NIH-funded study provides hope for better disease prediction.
What: An international team of scientists supported by the National Institute on Alcohol Abuse and Alcoholism (NIAAA), part of the NIH, has identified a novel association between the gene FAF2 and a reduced risk for alcohol-associated liver cirrhosis (ALC) in people who drink heavily. Also confirmed by the study were four additional genes, three previously found to be associated with an increased risk and one with reduced risk of ALC in people who drink heavily. All of the genes appear to be involved in fat metabolism in the liver. ALC is a major source of alcohol–related morbidity and mortality worldwide. Taken together, the new findings help solidify our understanding of ALC, particularly with regard to the connection between fat metabolism and vulnerability to cirrhosis. Genetic risk factors combined with clinical and phenotype risks, offers the potential for improved disease prediction and the realization of the promise of personalized medicine.
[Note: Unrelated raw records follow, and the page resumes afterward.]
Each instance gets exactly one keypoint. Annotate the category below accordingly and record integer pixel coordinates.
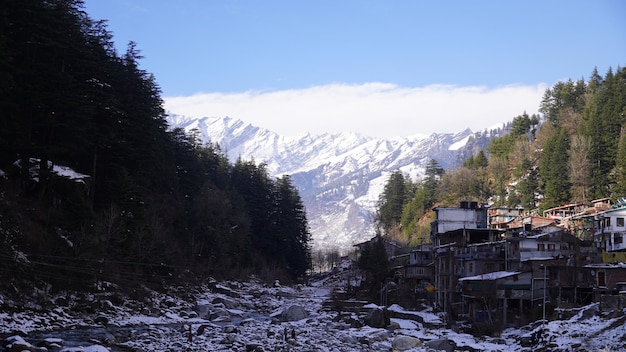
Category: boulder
(403, 343)
(378, 318)
(220, 314)
(294, 313)
(227, 303)
(441, 345)
(203, 308)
Article: T-W Schwantes-An, et al. Genome-wide association study and meta-analysis on alcohol-related liver cirrhosis identifies novel genetic risk factors. Hepatology (published online Aug. 28, 2020).
Who: NIAAA Director George F. Koob, Ph.D., is available to comment on this research.
Funding: This research was funded by NIAAA grant U01- AA018389 to support an international research consortium -- the GenomALC – the largest genome-wide association study of alcohol-related cirrhosis conducted to date. Additional support was provided by the Swiss National Funds and the Swiss Foundation for Alcohol Research, and the National Health & Medical Research Council of Australia.